Finding your ‘feel for the water’ 

The holy grail of swimming?

Perhaps.

One thing is for sure the words ‘feel for the water’ can be a mystery to many swimmers.

Some swimmers have it in abundance, other swimmers experience it fleetingly. One moment it’s there and the next it’s gone. Some days are good days for it and others you’d just like to forget in a hurry.

If this is you, you are not alone. Take comfort in the fact the same can be said for the very best swimmers out there. This roller coaster of a ride with water feel is experienced at the highest and lowest of levels.

The reason being is because no matter what your ability level, we are all human at the end of the day and that means we are constantly being exposed to life’s stressors.

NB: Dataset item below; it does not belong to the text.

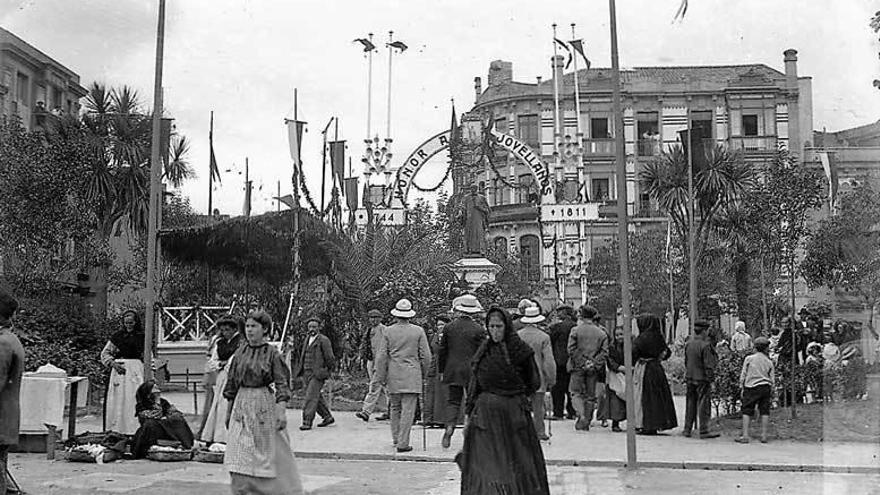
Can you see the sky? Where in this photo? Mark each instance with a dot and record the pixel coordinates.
(243, 58)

These impacts us weekly, daily, monthly & hourly. Nothing is constant, everything is fluctuating as our bodies are bombarded with different types of stress.

From training fatigue to levels of hydration, to how stressful work life is or how much alcohol you drank the night before a session…this ALL impacts how we feel when we swim. A lot of the time there is just no good reason for the fact that some days are good days and others are bad.

It’s best just to accept training is a roller coaster that you must learn to ride when its good and be prepared to take some punches along the way when it’s bad. More often than not there will be more average/poor sessions than great ones.

So, what is feel for the water?

Quite simply ‘feel for the water’ is a swimmer’s ability to make a sensory connection with the water.

This happens when you pull or press the water behind you from front to back during the propulsive underwater phase. When it’s good you feel like you are connecting the palm of a hand something resembling a solid object which allows you to lift and propel your body over your forearm and hand. This then allows you to accelerate and move forwards.

The simplest way anyway can start to experience feel for the water is to swim half a length with your hand closed then swim the other half with your hand open. What you feel when you open the hand you experience a greater sense connection to the water and a slightly stronger sense of pull against the palm of your hand.

It really can be as simple as that.

This is clever an interplay of ‘sensory deprivation’ and ‘sensory overload’. It’s a powerful way to teach swimmer to feel something we want them to feel. Take a sense away (close the hand) then open it again and suddenly the swimmer becomes more aware of water pressure against their hand (sensory overload).

Think of the palm of your hand as an antenna that searches for this sensation. This is feel for the water.

Your hand is simply a paddle that helps to accelerate you through the water, much like in rowing.

Some swimmers are born with this feel, but others can develop and improve it over time. Even if they come into swimming much later in life.

Doing drills like fists and sculling are very powerful tools to help swimmers develop this. Just be sure you are taught to scull correctly because it never ceases to amaze me how badly swimmers do these drills. Quite often they have no idea why they do them, what position they should be in or what they should be feeling, but they do them anyway. If in doubt, ask your Coach or find someone with a very good coaching reputation to teach you. It need not be the dark art some people think it is.

And be sure to ‘feel’ more than you ‘think’.

Many swimmers spend way too much time over thinking their stroke & technique. Particularly the analytical types out there, I’ll throw the perfectionists in there too. A lot of the time when these swimmers swim better and think less. They also enjoy it more too. This is because it opens their mind to the wonderful sensations they can feel as their body finds its way through the water. It also allows the natural flow and rhythm of their stroke to start to shine through.

As Bruce Lee once said:

‘Don’t think. FEEL. It’s like a finger pointing at the moon. Do not concentrate on the finger, or you will miss all the heavenly glory.’ 

We can’t all develop feel for the water like what Olympic champions have. But you can do a lot to help you improve it. You just need to be more open to what your body is trying to tell you.